The gift of a “shimmering physical disequilibrium” that is our Earth is vanishing due to our inaction, inadvertence and ignorance.

“The soil , water and atmosphere of its surface have evolved over hundreds of millions of years to their present condition by the activity of the biosphere, a stupendously complex layer of living creatures whose activities are locked together in precise but tenuous global cycles of energy and transformed organic matter,”

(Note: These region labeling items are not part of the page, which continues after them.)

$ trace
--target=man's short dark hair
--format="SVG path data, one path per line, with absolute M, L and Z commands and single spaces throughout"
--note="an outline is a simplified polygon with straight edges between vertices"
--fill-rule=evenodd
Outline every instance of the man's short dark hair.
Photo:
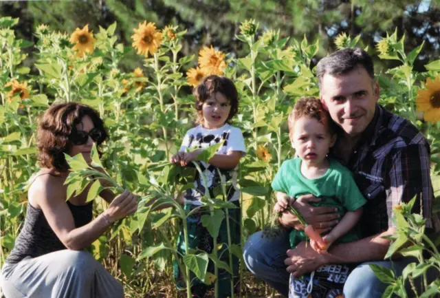
M 340 50 L 322 58 L 316 65 L 316 76 L 320 89 L 325 74 L 332 76 L 345 74 L 358 65 L 364 67 L 370 77 L 374 79 L 373 58 L 360 47 Z

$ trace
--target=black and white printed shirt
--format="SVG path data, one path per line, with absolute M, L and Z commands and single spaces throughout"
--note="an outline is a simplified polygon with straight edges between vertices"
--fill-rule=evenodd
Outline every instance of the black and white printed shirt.
M 374 118 L 348 162 L 344 162 L 342 156 L 338 158 L 341 145 L 335 145 L 332 156 L 353 172 L 368 201 L 360 222 L 364 235 L 373 235 L 394 226 L 393 207 L 415 195 L 417 200 L 413 212 L 420 213 L 421 198 L 426 227 L 440 231 L 440 215 L 433 213 L 432 209 L 429 144 L 408 120 L 377 105 Z
M 219 149 L 217 153 L 227 154 L 229 151 L 241 151 L 243 156 L 245 155 L 246 149 L 241 131 L 229 124 L 225 124 L 221 127 L 214 129 L 208 129 L 199 125 L 188 130 L 179 151 L 184 151 L 187 148 L 204 149 L 223 140 L 225 140 L 225 142 Z M 206 178 L 208 185 L 204 184 L 203 179 L 199 173 L 197 173 L 194 182 L 195 188 L 188 189 L 184 195 L 185 204 L 201 205 L 200 199 L 205 193 L 206 187 L 208 187 L 208 191 L 212 193 L 214 189 L 221 186 L 220 173 L 223 175 L 223 181 L 230 183 L 230 186 L 228 187 L 226 190 L 228 200 L 231 202 L 239 200 L 240 194 L 236 188 L 238 175 L 236 168 L 226 170 L 204 162 L 200 162 L 200 167 Z M 217 169 L 220 170 L 220 173 Z

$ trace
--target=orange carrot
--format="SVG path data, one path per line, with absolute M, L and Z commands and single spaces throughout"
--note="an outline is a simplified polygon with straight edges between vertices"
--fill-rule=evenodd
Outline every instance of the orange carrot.
M 304 228 L 304 232 L 309 238 L 316 242 L 320 249 L 322 251 L 326 251 L 327 249 L 327 244 L 325 243 L 319 233 L 315 231 L 313 226 L 310 224 L 306 225 Z

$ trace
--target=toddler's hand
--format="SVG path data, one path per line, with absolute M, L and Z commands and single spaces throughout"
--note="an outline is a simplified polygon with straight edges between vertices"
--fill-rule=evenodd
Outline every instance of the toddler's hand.
M 196 150 L 192 152 L 186 152 L 184 153 L 184 157 L 180 160 L 180 164 L 182 166 L 186 166 L 188 164 L 193 160 L 195 160 L 199 154 L 201 153 L 201 150 Z
M 185 152 L 177 152 L 177 153 L 171 156 L 171 158 L 170 159 L 170 162 L 172 164 L 179 162 L 182 160 L 184 154 L 185 154 Z
M 280 211 L 284 211 L 289 204 L 294 202 L 294 200 L 284 193 L 278 192 L 276 193 L 276 202 L 278 206 L 281 208 Z

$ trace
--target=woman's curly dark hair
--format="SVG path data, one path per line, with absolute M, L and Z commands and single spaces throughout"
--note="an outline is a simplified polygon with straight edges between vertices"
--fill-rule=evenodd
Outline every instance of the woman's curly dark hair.
M 91 107 L 67 103 L 52 105 L 46 110 L 37 132 L 38 159 L 42 167 L 60 171 L 69 169 L 64 153 L 67 153 L 72 146 L 69 138 L 85 116 L 90 117 L 95 129 L 100 131 L 101 138 L 96 142 L 97 146 L 100 145 L 109 135 L 99 114 Z

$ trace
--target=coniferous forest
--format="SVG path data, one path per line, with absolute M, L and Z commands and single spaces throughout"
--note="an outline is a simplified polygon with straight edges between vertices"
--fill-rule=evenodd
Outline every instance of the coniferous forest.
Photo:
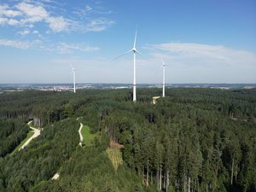
M 256 90 L 0 95 L 0 191 L 255 192 Z M 41 134 L 15 150 L 32 120 Z M 95 134 L 79 144 L 80 123 Z M 84 138 L 86 139 L 86 137 Z M 117 168 L 107 153 L 119 147 Z M 52 179 L 58 172 L 60 177 Z

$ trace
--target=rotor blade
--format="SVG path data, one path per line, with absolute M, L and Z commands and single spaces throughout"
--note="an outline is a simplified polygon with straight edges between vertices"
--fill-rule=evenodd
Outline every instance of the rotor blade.
M 72 69 L 74 70 L 74 67 L 73 67 L 73 65 L 71 63 L 69 63 L 69 65 L 72 67 Z
M 123 56 L 123 55 L 126 55 L 126 54 L 128 54 L 128 53 L 130 53 L 130 52 L 132 52 L 132 49 L 131 49 L 131 50 L 129 50 L 129 51 L 127 51 L 127 52 L 125 52 L 125 53 L 124 53 L 124 54 L 122 54 L 122 55 L 119 55 L 119 56 L 117 56 L 117 57 L 115 57 L 115 58 L 113 58 L 112 61 L 115 61 L 115 60 L 117 60 L 118 58 L 119 58 L 119 57 L 121 57 L 121 56 Z
M 133 48 L 136 46 L 136 39 L 137 39 L 137 29 L 135 31 L 135 38 L 134 38 L 134 43 L 133 43 Z
M 163 67 L 165 67 L 165 66 L 167 66 L 165 62 L 164 62 L 164 61 L 163 61 L 163 58 L 161 57 L 161 61 L 162 61 L 162 64 L 163 64 Z
M 143 57 L 145 60 L 148 60 L 143 54 L 141 54 L 140 52 L 138 52 L 137 50 L 136 50 L 136 53 L 137 53 L 138 55 L 140 55 L 142 57 Z

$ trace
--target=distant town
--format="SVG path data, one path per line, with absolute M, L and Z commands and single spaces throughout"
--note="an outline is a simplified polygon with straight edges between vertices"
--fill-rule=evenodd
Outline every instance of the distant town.
M 254 89 L 256 84 L 167 84 L 166 88 L 212 88 L 221 90 Z M 160 88 L 160 84 L 139 84 L 138 88 Z M 129 84 L 77 84 L 77 90 L 83 89 L 131 89 Z M 73 91 L 73 84 L 0 84 L 0 93 L 36 90 L 43 91 Z

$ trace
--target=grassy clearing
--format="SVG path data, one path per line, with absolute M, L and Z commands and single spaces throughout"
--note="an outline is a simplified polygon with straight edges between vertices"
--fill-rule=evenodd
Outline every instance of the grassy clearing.
M 110 159 L 115 171 L 117 171 L 119 165 L 123 164 L 122 154 L 120 148 L 114 148 L 113 149 L 108 149 L 107 154 Z
M 33 131 L 30 131 L 27 134 L 26 134 L 26 137 L 15 148 L 15 149 L 12 152 L 15 153 L 16 151 L 18 151 L 20 149 L 20 148 L 21 148 L 21 146 L 34 134 Z
M 88 125 L 83 125 L 82 128 L 82 136 L 83 136 L 83 144 L 90 146 L 93 143 L 94 138 L 97 136 L 96 133 L 91 134 L 90 132 L 90 127 Z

“When we destroy ecosystems and extinguish species, we degrade the greatest heritage this planet has to offer and thereby threaten our own existence.”

Wilson, p. 39

This urgency to protect natural areas and landscape features, for more than merely their scenic qualities, arises from fact that only forty years ago the Earth had half the people it does today. Explosive growth carries an existing and ongoing momentum --or accelerating rate of change-- that will cause the world's population to double again on or before 2060. Such unprecedented growth enriches the few at the cost of the many and even in the wealthy United States creates crowding, undermines health, and degrades surroundings.

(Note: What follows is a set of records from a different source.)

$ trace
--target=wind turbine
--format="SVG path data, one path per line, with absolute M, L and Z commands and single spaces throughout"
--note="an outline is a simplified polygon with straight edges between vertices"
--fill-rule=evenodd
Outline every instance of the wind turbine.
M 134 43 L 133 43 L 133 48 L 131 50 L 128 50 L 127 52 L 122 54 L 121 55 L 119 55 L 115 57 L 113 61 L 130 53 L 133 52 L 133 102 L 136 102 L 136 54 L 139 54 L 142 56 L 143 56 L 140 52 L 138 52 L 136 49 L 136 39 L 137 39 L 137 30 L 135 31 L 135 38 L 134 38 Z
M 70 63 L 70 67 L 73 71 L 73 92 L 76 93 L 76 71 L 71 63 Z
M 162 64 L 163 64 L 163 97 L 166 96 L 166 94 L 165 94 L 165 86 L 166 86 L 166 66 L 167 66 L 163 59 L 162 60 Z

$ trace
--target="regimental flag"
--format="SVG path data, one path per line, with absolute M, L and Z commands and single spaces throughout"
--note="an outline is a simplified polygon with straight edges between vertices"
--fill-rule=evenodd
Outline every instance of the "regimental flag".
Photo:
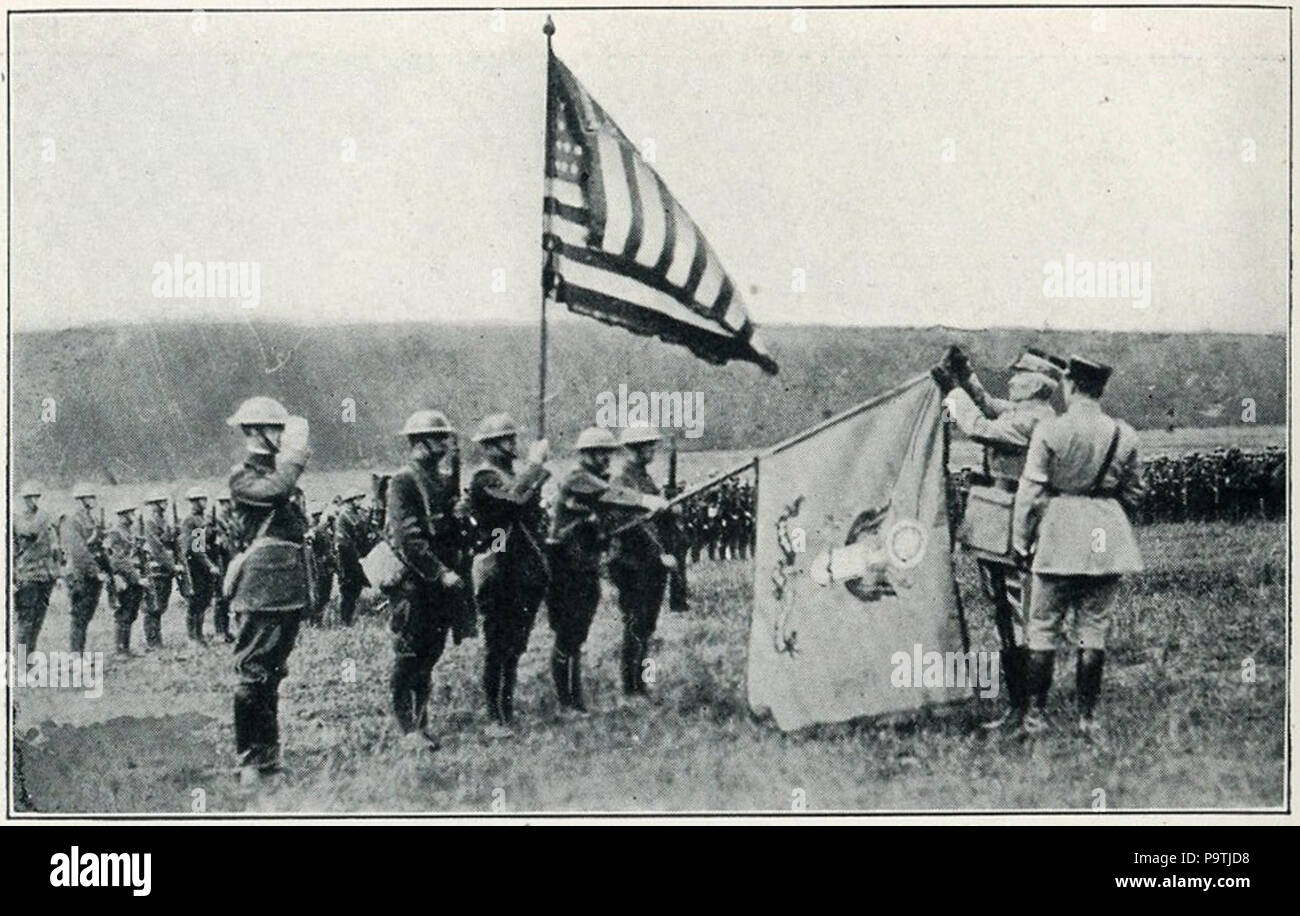
M 781 729 L 997 689 L 962 648 L 942 452 L 926 375 L 759 459 L 749 703 Z
M 569 311 L 775 373 L 736 283 L 686 210 L 552 53 L 546 97 L 545 288 Z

Industrial societies have already exceeded the capacity of land, air and water to sustain rising demands for energy, resources, security and shelter. Stripped of the capacity to assimilate our mounting wastes, the countryside is exhausted by people's accelerating consumption, growing numbers and unrestrained appetites. In this situation the loss of wildlife and fisheries are only a symptom of a deeper disturbance. Psychologically we are ill-equipped to see that the land and water from which we draw our economic sustenance and mental health is dying, because we have learned, incorrectly, that lands and waters are inanimate objects subject only to our disposal or use.

Lesson:

"Everything has changed, except the way we think"
                                                                  Albert Einstein

Our best-intended actions have been short-circuited by the way we think, the activities our society & we reward, the pace of change, and the problems’ depth.